According to the China Africa Research Initiative (CARI) of the renowned John Hopkins University bilateral trade between China and Africa has been steadily rising for the past 16 years (China Africa Research Initiative, 2018). Not only are there strong trade relations between the African continent and China; there are also a lot of loans coming in from China to finance African countries, businesses and international projects. In 2018 auditor reports came out on the financial debacle surrounding the Nairobi-Mombasa railway line. If the Kenyan government was unable to fulfill its debt to Chinese lenders, the Mombasa Port would come under control of the China Exim Bank (Olander, 2019). The latest data even shows that in 2018 China made up 22% of public debt stock and in 2020 29% of debt service in low income Africa (Brautigam et. al., 2020).

Brautigam, Huang and Akcer wrote their report: “Risky Business: New Data on Chinese Loans and Africa’s Debt Problem” on the current debt and financial situation of African countries and the Chinese role in all of this. The idea behind this report is the Western fear that the Chinese are causing more harm than good by creating a debt crisis in Africa. They tried to answer the questions of whether or not African countries are most vulnerable to debt distress those with high Chinese debt? Who the Chinese lenders in Africa are and how they manage to lend in such risky environments? But, also if China is a bigger lender than the World Bank and what kind of terms are common on these Chinese loans. And how often the loans collateralize with natural resource exports? Their findings say that the Chinese role in Africa’s poor financial situation caused by debts is more meager than most data would want you to believe, although the situation differs for every African country (Brautigam et. al., 2020).

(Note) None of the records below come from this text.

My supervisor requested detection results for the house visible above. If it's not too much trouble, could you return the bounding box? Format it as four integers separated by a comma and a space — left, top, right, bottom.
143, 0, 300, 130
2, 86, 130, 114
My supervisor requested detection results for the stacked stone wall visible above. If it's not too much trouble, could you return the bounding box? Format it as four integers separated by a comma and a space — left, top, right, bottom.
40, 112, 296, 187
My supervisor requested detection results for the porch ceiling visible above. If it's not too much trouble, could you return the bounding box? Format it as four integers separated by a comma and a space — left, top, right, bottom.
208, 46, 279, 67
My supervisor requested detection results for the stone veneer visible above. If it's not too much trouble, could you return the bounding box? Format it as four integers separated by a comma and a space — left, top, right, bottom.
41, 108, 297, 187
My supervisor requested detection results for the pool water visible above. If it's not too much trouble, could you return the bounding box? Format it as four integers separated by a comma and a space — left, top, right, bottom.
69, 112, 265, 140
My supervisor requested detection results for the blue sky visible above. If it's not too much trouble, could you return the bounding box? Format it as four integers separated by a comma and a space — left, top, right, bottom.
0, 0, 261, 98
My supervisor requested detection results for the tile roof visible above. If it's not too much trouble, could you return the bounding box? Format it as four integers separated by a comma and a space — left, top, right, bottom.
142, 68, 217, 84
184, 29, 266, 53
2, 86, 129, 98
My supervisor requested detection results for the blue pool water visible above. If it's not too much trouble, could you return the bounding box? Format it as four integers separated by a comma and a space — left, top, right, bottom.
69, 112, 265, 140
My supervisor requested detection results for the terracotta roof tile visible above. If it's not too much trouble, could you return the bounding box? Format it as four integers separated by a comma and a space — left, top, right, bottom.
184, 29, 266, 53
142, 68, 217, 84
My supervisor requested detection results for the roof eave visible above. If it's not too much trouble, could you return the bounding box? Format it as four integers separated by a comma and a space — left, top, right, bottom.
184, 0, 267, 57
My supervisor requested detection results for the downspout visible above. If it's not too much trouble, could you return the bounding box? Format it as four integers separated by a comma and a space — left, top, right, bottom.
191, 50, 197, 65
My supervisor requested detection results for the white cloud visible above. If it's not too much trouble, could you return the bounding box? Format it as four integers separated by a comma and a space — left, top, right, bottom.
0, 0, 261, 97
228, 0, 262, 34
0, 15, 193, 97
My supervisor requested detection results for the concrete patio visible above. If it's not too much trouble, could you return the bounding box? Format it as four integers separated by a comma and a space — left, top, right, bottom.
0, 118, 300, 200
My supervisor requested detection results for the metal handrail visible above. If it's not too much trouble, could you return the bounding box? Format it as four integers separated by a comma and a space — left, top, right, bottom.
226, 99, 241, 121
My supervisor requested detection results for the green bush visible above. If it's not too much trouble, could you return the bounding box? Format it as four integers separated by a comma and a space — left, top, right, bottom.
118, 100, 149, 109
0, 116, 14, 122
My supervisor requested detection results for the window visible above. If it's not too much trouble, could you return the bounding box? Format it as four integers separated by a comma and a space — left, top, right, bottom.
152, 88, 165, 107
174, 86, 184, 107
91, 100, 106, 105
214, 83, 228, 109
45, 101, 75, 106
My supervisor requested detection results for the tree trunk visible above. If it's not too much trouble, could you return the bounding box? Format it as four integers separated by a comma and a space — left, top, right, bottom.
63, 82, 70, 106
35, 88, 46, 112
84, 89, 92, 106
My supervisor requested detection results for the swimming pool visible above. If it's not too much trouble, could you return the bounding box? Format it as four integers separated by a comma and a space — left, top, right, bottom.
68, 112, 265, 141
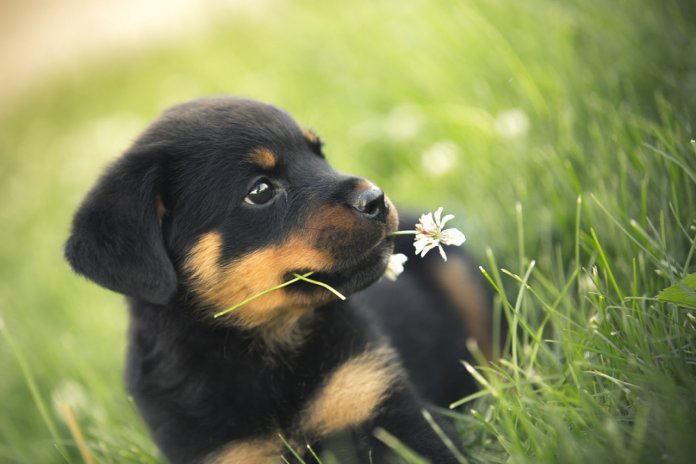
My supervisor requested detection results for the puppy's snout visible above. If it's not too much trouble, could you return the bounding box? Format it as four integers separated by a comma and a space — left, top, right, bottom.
350, 184, 387, 221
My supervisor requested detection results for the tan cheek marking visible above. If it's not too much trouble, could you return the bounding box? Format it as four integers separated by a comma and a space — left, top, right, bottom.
185, 232, 333, 328
301, 347, 402, 438
435, 256, 493, 360
301, 127, 319, 143
203, 437, 283, 464
251, 148, 278, 169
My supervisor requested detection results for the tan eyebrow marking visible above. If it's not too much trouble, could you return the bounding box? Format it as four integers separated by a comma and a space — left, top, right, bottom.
249, 148, 278, 169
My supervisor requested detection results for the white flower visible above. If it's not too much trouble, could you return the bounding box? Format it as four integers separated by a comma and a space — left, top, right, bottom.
384, 253, 408, 280
413, 207, 466, 261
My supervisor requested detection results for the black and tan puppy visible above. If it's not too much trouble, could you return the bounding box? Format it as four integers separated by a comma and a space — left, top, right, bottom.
65, 98, 490, 463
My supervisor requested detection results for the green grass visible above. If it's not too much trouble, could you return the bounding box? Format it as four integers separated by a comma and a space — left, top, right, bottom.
0, 0, 696, 463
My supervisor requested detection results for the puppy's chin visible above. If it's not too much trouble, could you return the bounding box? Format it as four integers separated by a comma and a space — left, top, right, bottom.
288, 238, 394, 295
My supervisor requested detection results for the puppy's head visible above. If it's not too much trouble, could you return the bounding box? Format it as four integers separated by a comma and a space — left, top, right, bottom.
66, 98, 397, 327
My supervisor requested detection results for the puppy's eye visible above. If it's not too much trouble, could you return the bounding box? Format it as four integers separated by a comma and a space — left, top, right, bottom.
244, 179, 275, 205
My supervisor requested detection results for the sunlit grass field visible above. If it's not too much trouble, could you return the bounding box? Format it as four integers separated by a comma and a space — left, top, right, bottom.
0, 0, 696, 463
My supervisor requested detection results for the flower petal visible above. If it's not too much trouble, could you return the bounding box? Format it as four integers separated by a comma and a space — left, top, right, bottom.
384, 253, 408, 280
437, 245, 447, 261
441, 228, 466, 246
435, 206, 444, 229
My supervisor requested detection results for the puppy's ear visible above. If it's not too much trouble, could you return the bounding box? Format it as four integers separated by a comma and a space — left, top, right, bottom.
65, 145, 177, 304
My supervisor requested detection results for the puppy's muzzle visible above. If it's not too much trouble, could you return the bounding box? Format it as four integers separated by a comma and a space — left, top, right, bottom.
348, 183, 389, 222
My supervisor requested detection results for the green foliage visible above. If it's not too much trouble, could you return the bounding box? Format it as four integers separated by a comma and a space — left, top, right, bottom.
0, 0, 696, 463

They data Brautigam and others use, is on Chinese loan commitments gathered by the CARI and the World Bank and data on Africans debt levels by the World Bank and the International Monetary Fund (IMF) and its International Debt Statistics.

The report starts with a side note on the data saying that Chinese financiers are not keen on providing data systematically and this makes them very little transparent. Many reports on this subject are inaccurate and often reported loans are simply bases on quick memorandums of understanding (MoU’s) that do not end up being officially signed and carried out. This means that collecting data on Chinese loans is a true treasure hunt, with a highly trained multilingual CARI team that works on finding traces of evidence of Chinese loans to African countries. Most of these are only considered official when they are confirmed by registration in ministry of finance reports, central bank documents or when they are reported by Chinese embassies in Africa.

Another side note is that the data on loan commitments cannot be considered the same as debt, as it takes up five years to disburse on average and some of them are already repaid.

What they want to convey is that although the Chinese are significant part of lenders in Africa, their role should not be exaggerated. In half of the countries vulnerable to debt crisis or already in serious debt problems, Chinese loans are a relatively small portion in the total make up of debts. Only in seven of these vulnerable countries do Chinese loans take up between 26 and 58% of debt stock. In the case of the Central African Republic, Taiwan is counted along Chinese numbers, which gives a distorted image.

Furthermore is the variable of debt service also an important part of this report. In Angola and Djibouti for instance, more than 50% of debt service is in Chinese hands, but looking at continental averages: only 29% of all debt service in African countries is owed to Chinese lenders. And when Angola is taken out of the equation, only a small portion of 18% of Africa’s debt service is due to China.

This report shows that although the numbers of Chinese lending to African countries is impressive to say the least, the loans given out by China are not solely to blame for the poor financial state of many countries on the African continent. The dark picture as painted in the intro of this post, is not actually as dark as one would expect at first glance. It is easy to misread en interpret these data and it takes a lot of knowledge, skill and time to gather the information needed to get a clear picture.

It is quite funny to see that, even when the data is already (correctly) collected, different people from different backgrounds will interpret the data differently. This came to light also in the EGSA class, where all of us had to read the same reports and then formulate a question. We got the same data, but the questions that we raised from this data varied from effects on culture and language to Chinese influence on democracies. This means that even when working with ‘cold-hard’ numbers and facts, interpretation can still lead you to different conclusions. Therefore, when reading statistic research reports, it is always good to read behind the numbers to see what exactly they say and do not say.